Succès photographique
Asmaa Nassar Rola Alharazeen
Asmaa Nassar, la plus jeune des trois entrepreneuses est totalement d’accord. Photographe en herbe en dernière année d’études de communication à l’Université Islamique de Gaza, Asmaa a acheté un appareil photo quand elle était en première année et a découvert son propre talent.
« J’ai commencé à réfléchir à la façon de transformer ce talent en source de revenu pour aider ma famille à payer mes études ».
Elle s’est tournée vers des plateformes de réseaux sociaux où elle a commencé à poster ses photos. Cela lui a demandé un travail spécifique et, de là, elle a commencé une carrière de photographe qui a maintenant deux ans tout en poursuivant ses études.
L’essentiel de son travail – des mariages, fiançailles, remises de diplômes et autres occasions particulières – est publié sur ses pages Facebook et Instagram et la visibilité que cela a donné à son travail lui a, à son tour, permis de pratiquer la photo d’une manière qui n’aurait pas été possible, selon elle, avec les media de Gaza.

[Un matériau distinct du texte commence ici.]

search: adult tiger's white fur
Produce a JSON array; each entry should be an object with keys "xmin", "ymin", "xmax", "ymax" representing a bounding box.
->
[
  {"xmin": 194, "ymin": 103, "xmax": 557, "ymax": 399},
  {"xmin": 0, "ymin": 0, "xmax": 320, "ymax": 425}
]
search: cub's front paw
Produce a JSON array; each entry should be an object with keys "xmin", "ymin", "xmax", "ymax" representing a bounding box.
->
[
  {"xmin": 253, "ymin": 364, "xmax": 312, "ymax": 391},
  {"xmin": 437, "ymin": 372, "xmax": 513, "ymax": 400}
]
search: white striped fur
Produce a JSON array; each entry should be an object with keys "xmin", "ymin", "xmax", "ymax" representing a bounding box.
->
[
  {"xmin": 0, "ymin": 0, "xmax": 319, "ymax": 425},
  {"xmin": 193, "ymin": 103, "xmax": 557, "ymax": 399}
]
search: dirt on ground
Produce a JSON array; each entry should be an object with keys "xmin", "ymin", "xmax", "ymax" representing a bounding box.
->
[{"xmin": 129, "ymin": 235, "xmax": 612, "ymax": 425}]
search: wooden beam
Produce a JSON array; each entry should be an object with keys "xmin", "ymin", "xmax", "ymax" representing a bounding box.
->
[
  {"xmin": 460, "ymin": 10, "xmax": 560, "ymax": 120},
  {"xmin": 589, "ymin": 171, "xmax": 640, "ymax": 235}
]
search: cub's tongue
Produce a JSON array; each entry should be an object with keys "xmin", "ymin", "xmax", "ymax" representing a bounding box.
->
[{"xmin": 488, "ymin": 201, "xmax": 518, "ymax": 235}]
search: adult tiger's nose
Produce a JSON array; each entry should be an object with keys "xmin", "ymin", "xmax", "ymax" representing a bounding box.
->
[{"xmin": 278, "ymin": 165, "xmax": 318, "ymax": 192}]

« Plus de 6 500 personnes like ma page Facebook et plus de 3 300 me suivent sur Instagram. Les réseaux sociaux peuvent représenter un outil économique très productif si on les utilise correctement ».
Asmaa aspire maintenant à ouvrir son propre studio pour offrir un service photographique unique.
Toutes les trois livrent une rude bataille. Gaza, dont l’ONU a averti qu’elle pourrait devenir inhabitable d’ici 2020, est au bord de la catastrophe. C’est toute l’ingénuité de personnes comme ces trois femmes qu’il faudra pour, d’une certaine manière, créer l’espoir d’une vie meilleure.
Sarah Algherbawi est écrivaine et traductrice indépendante à Gaza.